I just finished Chaim Gingold’s Building SimCity. I loved so much about it. The book combines a technical deep dive with game development history. It also traces the ideas and influences behind SimCity. It treats software critique as a field. It shows how computer simulation and urban planning can be connected in surprising ways.
The last two chapters stood out to me. They include beautifully drawn illustrations of the code that powers the game. These are worth studying if you ever need to explain complex software ideas to someone.
I think this book might become a reference point for how we write about interactive systems. It is clear, thoughtful, and full of joy.
6.
Someone asked me if curiosity can be learned. I think it can.
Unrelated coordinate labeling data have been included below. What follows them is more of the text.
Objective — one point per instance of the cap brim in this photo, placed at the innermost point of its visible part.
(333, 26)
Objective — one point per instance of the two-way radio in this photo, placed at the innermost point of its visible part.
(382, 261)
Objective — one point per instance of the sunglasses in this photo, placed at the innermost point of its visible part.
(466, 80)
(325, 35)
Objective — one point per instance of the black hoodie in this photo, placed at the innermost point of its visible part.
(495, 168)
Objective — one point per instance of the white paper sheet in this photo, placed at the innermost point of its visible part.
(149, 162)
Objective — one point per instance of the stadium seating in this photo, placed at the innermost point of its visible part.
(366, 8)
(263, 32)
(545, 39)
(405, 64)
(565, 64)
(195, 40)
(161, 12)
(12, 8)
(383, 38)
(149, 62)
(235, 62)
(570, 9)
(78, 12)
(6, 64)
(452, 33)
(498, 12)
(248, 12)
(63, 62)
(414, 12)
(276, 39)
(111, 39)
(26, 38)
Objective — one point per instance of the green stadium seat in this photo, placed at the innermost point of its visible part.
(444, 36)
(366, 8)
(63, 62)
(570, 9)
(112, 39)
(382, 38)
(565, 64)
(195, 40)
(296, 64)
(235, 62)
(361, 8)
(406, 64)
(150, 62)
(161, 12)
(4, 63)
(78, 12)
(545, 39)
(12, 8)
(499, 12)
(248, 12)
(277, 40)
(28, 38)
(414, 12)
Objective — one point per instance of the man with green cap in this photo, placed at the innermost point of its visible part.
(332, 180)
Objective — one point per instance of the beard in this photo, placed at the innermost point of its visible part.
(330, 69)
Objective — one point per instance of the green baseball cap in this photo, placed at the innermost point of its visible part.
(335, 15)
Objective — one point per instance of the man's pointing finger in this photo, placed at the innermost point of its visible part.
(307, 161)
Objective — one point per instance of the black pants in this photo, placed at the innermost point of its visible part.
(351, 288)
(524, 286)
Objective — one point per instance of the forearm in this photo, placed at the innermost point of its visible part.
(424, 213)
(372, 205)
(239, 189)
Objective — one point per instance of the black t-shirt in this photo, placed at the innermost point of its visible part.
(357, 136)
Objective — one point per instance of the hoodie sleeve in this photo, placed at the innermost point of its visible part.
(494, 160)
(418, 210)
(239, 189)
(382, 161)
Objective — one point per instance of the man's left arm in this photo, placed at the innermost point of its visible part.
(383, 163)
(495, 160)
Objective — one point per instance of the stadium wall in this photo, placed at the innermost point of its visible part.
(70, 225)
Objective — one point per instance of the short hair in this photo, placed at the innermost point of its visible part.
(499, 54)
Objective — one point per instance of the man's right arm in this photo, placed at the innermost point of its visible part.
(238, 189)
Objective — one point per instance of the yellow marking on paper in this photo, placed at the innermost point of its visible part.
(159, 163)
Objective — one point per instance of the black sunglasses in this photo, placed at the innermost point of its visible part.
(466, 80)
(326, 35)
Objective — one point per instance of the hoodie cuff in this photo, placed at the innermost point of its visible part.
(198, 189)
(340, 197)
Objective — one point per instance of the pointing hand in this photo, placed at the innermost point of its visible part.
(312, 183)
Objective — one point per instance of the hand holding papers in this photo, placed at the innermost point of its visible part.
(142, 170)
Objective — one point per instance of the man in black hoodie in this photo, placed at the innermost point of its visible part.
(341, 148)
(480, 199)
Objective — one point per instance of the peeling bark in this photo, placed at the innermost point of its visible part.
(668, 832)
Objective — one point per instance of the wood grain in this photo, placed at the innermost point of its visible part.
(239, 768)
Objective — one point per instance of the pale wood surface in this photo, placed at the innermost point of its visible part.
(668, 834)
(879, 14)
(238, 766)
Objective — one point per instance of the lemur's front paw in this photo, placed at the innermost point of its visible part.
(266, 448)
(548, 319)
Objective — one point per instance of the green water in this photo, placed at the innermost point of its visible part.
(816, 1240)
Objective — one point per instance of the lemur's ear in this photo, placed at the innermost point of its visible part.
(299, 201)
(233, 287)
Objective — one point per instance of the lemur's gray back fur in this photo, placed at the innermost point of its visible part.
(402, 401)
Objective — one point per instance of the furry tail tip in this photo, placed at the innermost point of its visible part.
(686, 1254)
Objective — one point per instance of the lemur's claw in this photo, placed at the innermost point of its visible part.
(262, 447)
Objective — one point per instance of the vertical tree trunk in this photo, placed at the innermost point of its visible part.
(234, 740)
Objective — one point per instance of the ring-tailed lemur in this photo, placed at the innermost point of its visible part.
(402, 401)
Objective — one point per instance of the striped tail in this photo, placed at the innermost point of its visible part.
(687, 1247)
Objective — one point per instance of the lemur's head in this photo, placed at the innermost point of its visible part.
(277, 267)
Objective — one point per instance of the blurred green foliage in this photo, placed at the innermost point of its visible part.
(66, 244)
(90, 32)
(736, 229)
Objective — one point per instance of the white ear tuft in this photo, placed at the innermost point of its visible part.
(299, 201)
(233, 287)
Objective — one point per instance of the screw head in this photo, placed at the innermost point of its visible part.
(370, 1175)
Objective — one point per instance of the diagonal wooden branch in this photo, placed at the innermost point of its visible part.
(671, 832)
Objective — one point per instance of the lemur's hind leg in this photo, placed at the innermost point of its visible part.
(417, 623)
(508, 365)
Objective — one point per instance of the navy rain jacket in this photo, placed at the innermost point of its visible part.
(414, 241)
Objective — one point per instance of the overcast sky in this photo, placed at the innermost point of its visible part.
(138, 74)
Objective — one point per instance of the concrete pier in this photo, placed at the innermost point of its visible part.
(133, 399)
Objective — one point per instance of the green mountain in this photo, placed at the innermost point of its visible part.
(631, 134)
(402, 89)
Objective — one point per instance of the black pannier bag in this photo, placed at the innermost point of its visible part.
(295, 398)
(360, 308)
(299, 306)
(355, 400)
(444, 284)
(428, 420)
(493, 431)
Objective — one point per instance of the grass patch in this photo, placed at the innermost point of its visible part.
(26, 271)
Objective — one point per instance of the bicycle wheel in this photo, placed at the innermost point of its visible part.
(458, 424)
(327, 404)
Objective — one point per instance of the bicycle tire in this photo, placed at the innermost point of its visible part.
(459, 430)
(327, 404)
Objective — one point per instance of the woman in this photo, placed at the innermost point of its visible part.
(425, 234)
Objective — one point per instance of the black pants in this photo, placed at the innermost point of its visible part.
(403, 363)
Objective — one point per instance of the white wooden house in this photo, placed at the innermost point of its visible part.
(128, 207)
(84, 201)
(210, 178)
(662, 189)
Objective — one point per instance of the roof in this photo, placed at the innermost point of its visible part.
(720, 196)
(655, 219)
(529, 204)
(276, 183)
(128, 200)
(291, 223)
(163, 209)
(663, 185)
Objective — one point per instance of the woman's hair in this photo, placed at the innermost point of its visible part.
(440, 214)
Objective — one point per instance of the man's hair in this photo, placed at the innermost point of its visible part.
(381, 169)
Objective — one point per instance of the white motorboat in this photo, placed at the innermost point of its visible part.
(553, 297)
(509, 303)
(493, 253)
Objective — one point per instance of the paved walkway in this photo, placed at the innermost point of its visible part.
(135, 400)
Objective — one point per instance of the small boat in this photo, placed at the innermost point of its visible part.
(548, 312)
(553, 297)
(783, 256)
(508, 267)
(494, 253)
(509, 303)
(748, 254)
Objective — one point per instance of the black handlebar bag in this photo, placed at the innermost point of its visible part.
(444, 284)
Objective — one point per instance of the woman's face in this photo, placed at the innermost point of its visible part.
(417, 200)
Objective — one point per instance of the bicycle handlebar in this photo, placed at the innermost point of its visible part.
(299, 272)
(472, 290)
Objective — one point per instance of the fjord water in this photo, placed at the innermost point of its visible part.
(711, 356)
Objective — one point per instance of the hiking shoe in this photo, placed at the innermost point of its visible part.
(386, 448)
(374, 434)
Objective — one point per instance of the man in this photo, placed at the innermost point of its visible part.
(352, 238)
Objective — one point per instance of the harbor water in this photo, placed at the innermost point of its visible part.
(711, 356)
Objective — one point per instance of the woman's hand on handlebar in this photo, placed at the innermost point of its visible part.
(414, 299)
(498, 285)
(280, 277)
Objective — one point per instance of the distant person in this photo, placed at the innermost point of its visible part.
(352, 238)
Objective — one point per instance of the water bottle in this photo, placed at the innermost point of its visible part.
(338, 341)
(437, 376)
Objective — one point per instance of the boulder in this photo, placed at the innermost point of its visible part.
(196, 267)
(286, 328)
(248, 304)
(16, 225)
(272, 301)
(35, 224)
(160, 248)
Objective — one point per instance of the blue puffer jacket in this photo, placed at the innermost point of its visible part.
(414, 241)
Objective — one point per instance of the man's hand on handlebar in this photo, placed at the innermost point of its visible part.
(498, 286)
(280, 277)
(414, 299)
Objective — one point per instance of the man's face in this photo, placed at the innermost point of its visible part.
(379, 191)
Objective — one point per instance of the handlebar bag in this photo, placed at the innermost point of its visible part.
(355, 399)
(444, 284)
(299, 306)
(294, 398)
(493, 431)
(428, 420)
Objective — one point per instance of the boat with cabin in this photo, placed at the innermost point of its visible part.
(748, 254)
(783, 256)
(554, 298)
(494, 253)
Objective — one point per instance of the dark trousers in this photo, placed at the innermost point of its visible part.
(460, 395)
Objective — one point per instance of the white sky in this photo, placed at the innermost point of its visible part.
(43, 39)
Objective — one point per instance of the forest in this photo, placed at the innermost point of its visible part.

And I believe it is one of our biggest strengths in a world shaped by generative AI.
Dorothy Parker once said, "The cure for boredom is curiosity. There is no cure for curiosity." That line stays with me (and we even made a little park bench plaque of it during Covid).
Some of the most inquisitive people I know are not trying to be clever. They are good at asking questions because they are not afraid to admit what they don't know. That is how we grow.
Large language models can help the rest of us practice this muscle.
Sidenote: I have a soft spot for descriptions like these: wordslip, letter-sparkling, alliteration fugue, the numb wrongness of leaping to a distant conceptspace
7.
The Lion, the Witch and the Wonder is a lovely series of essays by written and read by Katherine Rundell on the importance of children’s literature.
8.
Tomorrow, on Thursday, 8th of May, I’m giving a talk on how to create more inclusive, connected communities in tech. It’s especially aimed at educators, and I’ll be sharing stories from my work with Rails Girls, Codecademy, Hello Ruby, and the computer playground.
Also for educators: there is a challenge available here around the previous talk. Download the template, fill it and send it to me, and you can win a mentoring session later in the year.
That’s it! See you when there are two consecutive school days in a row, whenever that miracle happens.
This format feels so natural to you. I loved reading it!